The implementation of Autoformer, Informer, Reformer, Transformer is from:
https://github.com/thuml/Autoformer
The implementation of FEDformer is from:
https://github.com/MAZiqing/FEDformer
The implementation of DeepLOB is based on:
https://github.com/zcakhaa/DeepLOB-Deep-Convolutional-Neural-Networks-for-Limit-Order-Books
The implementation of DLSTM is inspired by:
https://github.com/cure-lab/LTSF-Linear
This repository has three branches: The main
branch, branch price
, and branch price_diff
. The detail of each branch is described below:
main
: most of the contribution of this project is in the main branch. The task completed in the main branch is to predict the Limit Order Book (LOB) Mid-Price Movement (rise, stationary, fall), which is a classification task.
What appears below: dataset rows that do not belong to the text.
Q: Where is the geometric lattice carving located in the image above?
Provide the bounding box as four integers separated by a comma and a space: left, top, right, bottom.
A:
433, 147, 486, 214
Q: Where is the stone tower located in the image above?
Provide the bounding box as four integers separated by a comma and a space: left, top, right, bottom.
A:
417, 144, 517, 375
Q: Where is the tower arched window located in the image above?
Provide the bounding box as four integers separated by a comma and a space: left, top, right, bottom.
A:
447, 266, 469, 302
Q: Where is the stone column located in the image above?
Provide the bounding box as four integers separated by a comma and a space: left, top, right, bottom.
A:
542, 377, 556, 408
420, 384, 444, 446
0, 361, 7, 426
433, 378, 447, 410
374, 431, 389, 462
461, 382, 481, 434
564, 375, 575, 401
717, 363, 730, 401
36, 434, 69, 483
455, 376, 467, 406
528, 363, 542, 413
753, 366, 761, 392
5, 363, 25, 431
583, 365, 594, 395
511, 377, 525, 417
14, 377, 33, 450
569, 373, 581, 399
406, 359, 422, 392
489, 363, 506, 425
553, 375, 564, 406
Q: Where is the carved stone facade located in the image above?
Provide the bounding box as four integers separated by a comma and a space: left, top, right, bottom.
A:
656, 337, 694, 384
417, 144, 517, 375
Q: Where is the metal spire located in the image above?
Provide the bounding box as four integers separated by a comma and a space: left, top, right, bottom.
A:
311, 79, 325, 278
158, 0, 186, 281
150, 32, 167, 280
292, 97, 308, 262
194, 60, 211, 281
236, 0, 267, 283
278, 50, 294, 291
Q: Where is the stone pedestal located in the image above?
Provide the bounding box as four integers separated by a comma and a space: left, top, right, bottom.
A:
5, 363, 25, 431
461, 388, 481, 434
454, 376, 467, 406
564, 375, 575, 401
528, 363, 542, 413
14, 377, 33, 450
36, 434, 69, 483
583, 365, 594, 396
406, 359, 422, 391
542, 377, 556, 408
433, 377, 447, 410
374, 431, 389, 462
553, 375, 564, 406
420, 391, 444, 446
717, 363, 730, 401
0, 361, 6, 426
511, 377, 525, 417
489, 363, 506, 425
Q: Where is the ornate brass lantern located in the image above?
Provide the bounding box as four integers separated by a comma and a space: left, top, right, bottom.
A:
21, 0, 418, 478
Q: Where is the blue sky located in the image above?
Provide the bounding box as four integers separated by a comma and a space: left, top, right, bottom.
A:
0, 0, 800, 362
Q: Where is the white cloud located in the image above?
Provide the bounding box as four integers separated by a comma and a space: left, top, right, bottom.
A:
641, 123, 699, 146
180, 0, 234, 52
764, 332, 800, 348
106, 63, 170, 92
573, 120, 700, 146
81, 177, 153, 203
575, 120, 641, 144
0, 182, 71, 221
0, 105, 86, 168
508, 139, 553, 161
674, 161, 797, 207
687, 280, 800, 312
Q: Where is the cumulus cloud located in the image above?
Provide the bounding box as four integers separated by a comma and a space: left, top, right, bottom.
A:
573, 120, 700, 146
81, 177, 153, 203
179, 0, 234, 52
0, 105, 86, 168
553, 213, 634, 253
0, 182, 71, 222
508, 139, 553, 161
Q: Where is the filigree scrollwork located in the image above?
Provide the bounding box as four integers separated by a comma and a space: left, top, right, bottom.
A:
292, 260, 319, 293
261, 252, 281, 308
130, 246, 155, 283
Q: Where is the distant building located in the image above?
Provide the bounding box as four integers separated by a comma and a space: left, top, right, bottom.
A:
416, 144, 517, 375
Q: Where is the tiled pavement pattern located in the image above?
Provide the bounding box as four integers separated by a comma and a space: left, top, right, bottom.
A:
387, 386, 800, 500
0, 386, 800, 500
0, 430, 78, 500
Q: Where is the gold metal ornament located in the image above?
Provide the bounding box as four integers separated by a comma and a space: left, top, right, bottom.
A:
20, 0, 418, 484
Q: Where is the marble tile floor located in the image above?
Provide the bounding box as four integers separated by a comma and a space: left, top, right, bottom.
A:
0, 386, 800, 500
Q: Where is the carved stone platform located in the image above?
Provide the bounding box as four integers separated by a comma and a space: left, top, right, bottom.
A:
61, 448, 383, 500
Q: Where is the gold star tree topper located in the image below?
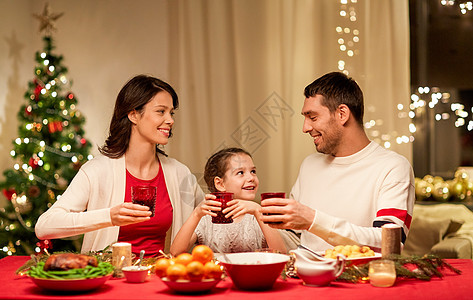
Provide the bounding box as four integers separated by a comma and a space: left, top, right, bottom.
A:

In this task, A new model called DLSTM is developed for this task and outperforms other models. In addition, the architecture of Transformer-based models is adapted for the classification.
price
: The task in the price
branch is to compare the performance of Transformer-based models and LSTM-based models in predicting the absolute LOB Mid-Price. In this task, the implementation of models is from previous works.
price_diff
: The task in the price_diff
is to compare the performance of Transformer-based models and LSTM-based models in predicting the LOB Mid-Price difference (i.e. predict the difference between the future mid-price in timestamp t+k and mid-price in timestamp t). In this task, the implementation of models is from previous works.
It is recommended to run the code in a virtual environment. After initializing the virtual environment, install the requirement by:
pip install -r requirements.txt
If you want to download the data for a fast run, skip reading Data Pre-Processing part and directly go to the Section of Download Dataset. If you want to use your own dataset, jump to Section Other Files Description.
The LOB data collected by kdb is saved every day in .csv files. The data needs some pre-processing before use. The raw LOB data can be download from Google Drive. Use two jupyter notebooks in folder ./lob_data_process
to finish pre-processing and labelling.
data_preprocess.ipynb
: The file used to compress multiple LOB data into one file. You can compute and add new features as columns such as mid-price, log mid-price, and bid-ask imbalance.
generate_label.ipynb
: you can generate labels for the dataset using the smoothing label method. Generating labels for 12 days datasets will cost around 40-80 minutes (depending on the computer's speed).
The datasets can be easily downloaded from Google Drive.
After downloading the dataset, run mkdir hy-tmp
, unzip the dataset and put it in the /hy-tmp
directory. Note: If you want to put the dataset under your own defined path, change parameter root_path
inside the script files in ./scripts
directory.
If you want to save time for training, jump to the Section Testing. To reproduce the result, experiment scripts are provided under ./scripts
directory. The scripts are written in shell language. Make sure to run them in Linux or use the wsl subsystem in Windows. The training process of a model will take 30 mins/a half day/a whole day, which depends on the dataset size, computer's speed and the model choice. The example of running the script is provided below:
main
:
chmod +x scripts/classification_script/DLSTM.sh
scripts/classification_script/DLSTM.sh
price
:
chmod +x scripts/regression/Autoformer.sh
scripts/regression/Autoformer.sh
price_diff
:
chmod +x scripts/Price_diff/LSTM.sh
scripts/Price_diff/LSTM.sh
Once starting training the model, a log file will be saved under the ./logs
directory.
The model checkpoints of most models are saved. You can simply load the model from checkpoints to save training time. Models can be downloaded from Google Drive.
After downloading the checkpoints, unzip the models and put them under the /hy-tmp
directory.
Note: If you want to put the models under your own defined path, change the parameter checkpoints
inside the script files in ./scripts
directory.
The testing process is similar to the training process, which is to run the shell scripts. An example of running a test script is given below:
main
:
chmod +x scripts/classification_test_script/DLSTM.sh
scripts/classification_test_script/DLSTM.sh
price
:
chmod +x scripts/regression_test/LSTM.sh
scripts/regression_test/LSTM.sh
price_diff
:
chmod +x scripts/Price_diff_test/LSTM.sh
scripts/Price_diff_test/LSTM.sh
Once start the testing process, a log file will be saved under the ./logs
directory.
run.py
: The main python file executed by the shell script; you can define different parameters in this file and directly run python run.py
to start the training/validation/testing process.
data_provider/data_loader.py
: Change this file if you want to customize and use your own dataset.
exp/exp_main.py
: This file controls the training/validation/testing logic.
layers
: layers and components of Transformer-based models.
debug.ipynb
: This notebook is used for debugging and parameter tuning. The model can be trained/validated/tested using this notebook instead of the shell scripts.